Além do trabalho realizado com as mulheres que participavam de encontros nos CRAs, ela explica que também sentiu necessidade de iniciar um trabalho educativo nas escolas, voltado para crianças e adolescentes. “A gente também tem que preocupar com as crianças que vivem nesse ciclo de violência, porque isso afeta elas de uma maneira muito difícil, causam vários traumas”, apontou.

“Temos que começar a fazer esse trabalho nas escolas, levar a Lei Maria da Penha para ser trabalhada dentro desse ambiente para que a gente possa também cuidar dessas crianças, não só da mãe que é vítima, mas eu entendo que as crianças também passam a ser vítima, quando vivem em local que tem esse tipo de violência. Precisamos ampliar muito esse trabalho”, ponderou.

Denúncia

De acordo com a delegada de polícia Ana Paula Machado, titular da Delegacia Especializada no Atendimento à Mulher (DEAM) de Aparecida de Goiânia, a vítima precisa primeiro identificar que está em um ciclo de violência para conseguir interrompe-lo.

“Muitas vezes a vítima de violência doméstica, principalmente quando está ali no primeiro estágio, que costuma ser a violência psicológica, passando por um momento de humilhação, de menosprezo, de perseguição, ela ainda não consegue entender que já está sendo vítima, caminhando para um processo ainda mais grave, como é o caso das ameaças, dos xingamentos e até mesmo da agressão física”, observa Ana Paula.

“É um processo doloroso, processo difícil e é um processo complexo, porque além do medo, da insegurança, muitas vezes essa vítima é dependente economicamente desse agressor ou tem a questão da guarda dos filhos envolvidas nesse processo”, diz a delegada, que esclarece que tudo isso faz com que a vítima se sinta insegura de fazer a denúncia. “Então, é importante a participação de familiares, é importante o fortalecimento da rede de proteção a essa mulher para que ela realmente consiga romper o ciclo e denunciar o seu agressor.”

Como o isolamento e a presença constante do parceiro agressor podem dificultar a ida até uma delegacia, Ana Paula diz que a Deam também recebe denúncias, inclusive anônimas, por meio de ligações ao 3201-2642.

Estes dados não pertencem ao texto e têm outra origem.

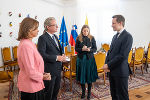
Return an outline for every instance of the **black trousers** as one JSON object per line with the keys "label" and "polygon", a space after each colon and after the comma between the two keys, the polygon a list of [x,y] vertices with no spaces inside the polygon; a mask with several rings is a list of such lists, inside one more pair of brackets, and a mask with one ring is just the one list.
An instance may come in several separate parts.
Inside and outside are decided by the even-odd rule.
{"label": "black trousers", "polygon": [[35,93],[27,93],[21,91],[21,100],[45,100],[44,91],[38,91]]}
{"label": "black trousers", "polygon": [[57,100],[57,95],[60,89],[61,74],[52,76],[50,81],[44,80],[45,85],[45,100]]}
{"label": "black trousers", "polygon": [[112,100],[129,100],[128,77],[109,76]]}

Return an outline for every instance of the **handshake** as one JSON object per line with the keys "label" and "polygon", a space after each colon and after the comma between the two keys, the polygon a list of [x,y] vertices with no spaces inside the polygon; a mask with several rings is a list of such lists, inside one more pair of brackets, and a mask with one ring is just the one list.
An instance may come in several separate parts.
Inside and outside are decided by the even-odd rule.
{"label": "handshake", "polygon": [[84,45],[83,48],[82,48],[82,51],[90,51],[90,48],[91,47],[88,48],[87,46]]}
{"label": "handshake", "polygon": [[43,80],[51,80],[51,75],[50,73],[45,73],[43,74]]}
{"label": "handshake", "polygon": [[110,72],[107,64],[104,64],[102,69],[104,70],[104,72]]}
{"label": "handshake", "polygon": [[57,56],[57,61],[65,62],[66,61],[66,55],[64,55],[64,54],[62,56],[58,55]]}

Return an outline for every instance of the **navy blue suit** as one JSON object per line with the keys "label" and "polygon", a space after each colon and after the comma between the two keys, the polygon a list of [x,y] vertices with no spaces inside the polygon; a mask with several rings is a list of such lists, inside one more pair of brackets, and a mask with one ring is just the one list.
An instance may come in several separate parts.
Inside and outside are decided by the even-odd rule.
{"label": "navy blue suit", "polygon": [[51,74],[51,80],[44,80],[45,100],[57,100],[57,94],[60,88],[62,63],[56,61],[57,55],[62,55],[62,48],[56,35],[54,35],[59,45],[46,32],[38,39],[38,51],[44,60],[44,72]]}
{"label": "navy blue suit", "polygon": [[126,30],[114,35],[110,50],[108,51],[105,63],[110,69],[109,81],[112,100],[129,100],[128,96],[128,76],[130,68],[128,55],[131,50],[133,38]]}

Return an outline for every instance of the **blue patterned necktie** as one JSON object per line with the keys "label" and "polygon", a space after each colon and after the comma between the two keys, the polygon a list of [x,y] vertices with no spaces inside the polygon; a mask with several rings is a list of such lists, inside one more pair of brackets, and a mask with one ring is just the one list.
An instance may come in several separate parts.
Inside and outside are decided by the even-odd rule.
{"label": "blue patterned necktie", "polygon": [[56,43],[57,47],[59,48],[59,46],[58,46],[58,42],[56,41],[56,38],[55,38],[55,36],[54,36],[54,35],[52,36],[52,39],[55,41],[55,43]]}

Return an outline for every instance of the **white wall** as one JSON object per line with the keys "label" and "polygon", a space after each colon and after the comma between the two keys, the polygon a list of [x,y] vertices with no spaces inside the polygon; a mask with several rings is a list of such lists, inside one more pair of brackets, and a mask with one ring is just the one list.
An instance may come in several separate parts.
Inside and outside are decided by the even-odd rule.
{"label": "white wall", "polygon": [[[86,15],[88,17],[91,34],[95,36],[98,48],[101,43],[110,43],[113,35],[111,27],[112,16],[122,14],[126,18],[125,28],[133,36],[133,47],[145,46],[149,43],[150,37],[150,0],[3,0],[0,3],[0,48],[4,46],[14,46],[18,44],[16,37],[18,34],[19,23],[27,14],[32,18],[38,16],[40,22],[39,35],[43,32],[43,22],[49,16],[54,16],[60,26],[62,16],[65,16],[68,38],[73,24],[78,26],[78,34],[82,25],[85,23]],[[61,1],[61,3],[59,3]],[[73,2],[74,1],[74,2]],[[8,12],[12,12],[11,17]],[[19,18],[18,14],[22,17]],[[9,27],[9,22],[13,27]],[[60,27],[59,27],[60,28]],[[9,33],[13,36],[9,37]],[[58,29],[59,33],[59,29]],[[39,36],[38,35],[38,36]],[[37,38],[33,41],[37,43]],[[1,52],[1,51],[0,51]],[[2,57],[0,54],[0,65]]]}
{"label": "white wall", "polygon": [[150,0],[78,0],[76,6],[66,7],[66,18],[71,26],[76,21],[78,34],[88,17],[91,34],[95,36],[98,48],[101,43],[110,43],[113,35],[112,16],[122,14],[126,19],[125,28],[133,36],[133,47],[145,46],[150,41]]}
{"label": "white wall", "polygon": [[[12,16],[9,17],[8,12],[12,12]],[[22,17],[19,18],[18,15],[21,13]],[[37,20],[40,23],[39,35],[43,33],[43,23],[47,17],[53,16],[56,18],[58,24],[61,23],[63,16],[63,9],[61,6],[55,5],[53,3],[47,3],[42,0],[3,0],[0,3],[0,32],[2,32],[2,37],[0,37],[0,48],[18,45],[16,40],[18,36],[19,23],[23,18],[30,14],[30,17],[34,18],[37,16]],[[9,22],[12,22],[13,26],[9,27]],[[13,32],[12,37],[9,36],[10,32]],[[36,37],[33,41],[37,43]],[[0,50],[0,66],[2,63],[2,56]]]}

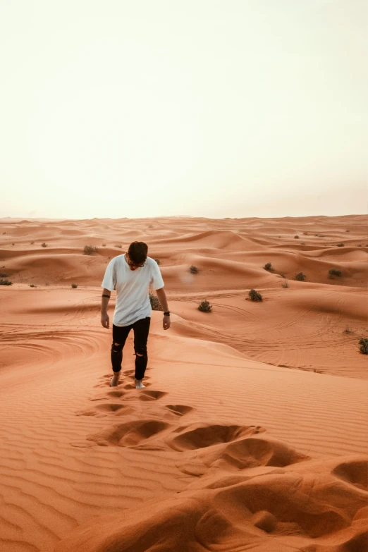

“A vítima precisa procurar a delegacia da mulher pra fazer um registro de ocorrência policial, onde a partir daquele momento damos início a investigação. Essa mulher é ouvida em termos de declaração, ela aponta testemunhas do fato, caso seja necessário, e será encaminhada para exame de corpo de delito, para constatar as lesões que ela sofreu durante as agressões”, explica a delegada sobre os procedimentos.

À vítima também será ofertada a possibilidade de solicitar medidas protetivas de urgência, previstas na lei Maria da Penha, de acordo com Ana Paula. “Ali ela tem ciência de todos os seus direitos como atendimento jurídico gratuito, assistência social, assistência psicológica, caso ela queira. A partir daquele momento, vamos ouvir testemunhas. Ao final, o agressor será ouvido e, se ficar realmente comprovado, ele será indiciado. O inquérito vai ser encaminhado ao Poder Judiciário para dar início à ação penal”, explica.